Возвращаясь домой после таких прогулок, он никогда не упускал случая рассказать баронессе о разнообразных впечатлениях и переживаниях, вызванных соприкосновением с природой. Весной он приносил ей первые подснежники и фиалки, желтые крокусы, что растут на опушке леса, а осенью — целыми охапками ветки с плодами шиповника, и они пламенели в вазах, как закат. «Только не утомляйтесь», — обыкновенно говорила баронесса, окидывая удовлетворенным взглядом его разжиревшую фигуру, заплывшее жиром, полное лицо, румянец на скулах, свойственный склонным к тучности блондинам зрелых лет и часто связанный, как и у него, с облысением, и ее благоговение происходило от любви, которая всегда обращает недостатки другого в достоинства, особенно после долгой совместной жизни. «Да-да, — любила она говорить, — не нужно утомляться. Вы приближаетесь к тому возрасту, когда надо щадить себя». Ему было немногим больше сорока, к тому же он обладал завидным здоровьем, но, тронутый материнской заботой, начинал верить, что действительно должен беречь себя, и, хотя предписание Церлины «движение на свежем воздухе возбуждает аппетит», противоречащее баронессиному, казалось ему справедливым, он стал сокращать продолжительность своих прогулок, не теряя, правда, аппетита; наоборот, он нередко пробирался в кладовку, чтобы с истинно воровским удовольствием стянуть там что-нибудь.

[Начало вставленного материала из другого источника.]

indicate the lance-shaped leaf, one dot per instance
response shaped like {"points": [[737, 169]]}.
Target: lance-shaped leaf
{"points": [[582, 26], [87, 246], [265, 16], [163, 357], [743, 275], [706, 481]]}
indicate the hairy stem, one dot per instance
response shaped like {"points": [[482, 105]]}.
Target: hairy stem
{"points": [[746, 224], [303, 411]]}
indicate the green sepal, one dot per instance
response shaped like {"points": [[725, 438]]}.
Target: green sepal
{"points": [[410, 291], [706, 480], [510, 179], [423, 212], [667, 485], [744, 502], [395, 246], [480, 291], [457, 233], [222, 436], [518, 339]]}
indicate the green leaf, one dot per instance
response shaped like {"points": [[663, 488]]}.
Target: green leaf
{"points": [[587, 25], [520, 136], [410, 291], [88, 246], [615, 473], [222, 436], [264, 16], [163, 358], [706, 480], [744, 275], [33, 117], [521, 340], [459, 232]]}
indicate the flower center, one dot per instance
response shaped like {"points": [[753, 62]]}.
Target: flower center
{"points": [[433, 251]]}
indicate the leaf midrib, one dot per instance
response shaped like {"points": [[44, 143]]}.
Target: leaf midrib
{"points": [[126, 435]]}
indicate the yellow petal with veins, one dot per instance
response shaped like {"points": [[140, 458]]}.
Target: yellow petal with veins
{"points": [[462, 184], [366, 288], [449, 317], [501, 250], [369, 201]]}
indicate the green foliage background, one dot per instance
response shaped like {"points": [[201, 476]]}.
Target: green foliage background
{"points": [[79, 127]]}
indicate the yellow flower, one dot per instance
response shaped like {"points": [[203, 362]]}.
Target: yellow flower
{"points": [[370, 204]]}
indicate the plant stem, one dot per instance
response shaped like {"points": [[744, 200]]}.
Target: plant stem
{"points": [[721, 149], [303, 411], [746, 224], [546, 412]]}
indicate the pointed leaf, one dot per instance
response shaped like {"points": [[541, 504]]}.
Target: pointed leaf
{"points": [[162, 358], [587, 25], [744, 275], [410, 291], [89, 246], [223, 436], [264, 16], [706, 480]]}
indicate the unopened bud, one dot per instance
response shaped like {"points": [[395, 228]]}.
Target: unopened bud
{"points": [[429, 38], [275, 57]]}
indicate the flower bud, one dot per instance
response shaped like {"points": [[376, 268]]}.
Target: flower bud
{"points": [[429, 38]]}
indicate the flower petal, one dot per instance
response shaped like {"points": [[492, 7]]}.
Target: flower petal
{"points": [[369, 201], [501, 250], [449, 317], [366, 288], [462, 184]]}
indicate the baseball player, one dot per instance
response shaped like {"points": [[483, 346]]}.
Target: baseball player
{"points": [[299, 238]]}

Обыкновенно он сидел в своей комнате, а лес глядел в окна. Довольно часто прерывая свои занятия, чтобы отдохнуть на диване, он предавался здесь своим финансовым заботам, но свободное время, которого оставалось все же еще очень много, проводил за чтением, и, поскольку читал быстро и многим интересовался — почти каждую неделю приходила посылка с книгами от книготорговца в городе, — книг становилось все больше, так что комната скоро приобрела вид настоящей библиотеки. Иногда, правда, он вообще ничего не делал, и хотя это были моменты некоей отрешенности, они ни от чего его не отрешали, а погружали в ничто и потому были полны для него греховно-мрачного и все же почти возвышенного восторга. Особенно часто такие моменты бывали зимой. Следуя рекомендациям Церлины насчет свежего воздуха, влияющего на аппетит, он привык хотя бы одно из двух окон в комнате держать открытым даже зимой, но при этом вынужден был сильно натапливать печь и в то же время кутаться по-зимнему; он сидел за письменным столом в старомодном домашнем колпаке, который прикрывал и защищал от простуды его лысеющую голову, в вязаных (связанных ему баронессой) напульсниках, в войлочных тапочках, и если он при этом впадал, всегда неожиданно и без видимых внешних причин, в ужасное состояние парализованности и погруженности в ничто, то даже порывы ветра, которые бросали ему в лицо стаи снежных хлопьев, не могли заставить его закрыть окно, наоборот, ему казалось, что он должен, не двигаясь с места, дождаться лета, настоящего летнего тепла, а тогда уж можно будет сидеть в одной рубашке и мечтать о зиме. Снежный ли воздух, дыхание ли жары, северный ли ветер, южный ли — для него, отрешенного, это был всегда один и тот же поток, вливающийся в комнату и омывающий его, приносящий дыхание леса, которое наполняло его и уносило в область предчувствий, потому что дыхание леса было дыханием чего-то глубинного, дыханием черной земли, переплетенной кореньями, и в то же время оно было легким и прозрачным, было предчувствием той самой дальней и почти невесомой действительности, которая и есть гармония. Иногда это было похоже на пение, далекое пение невесомого бытия.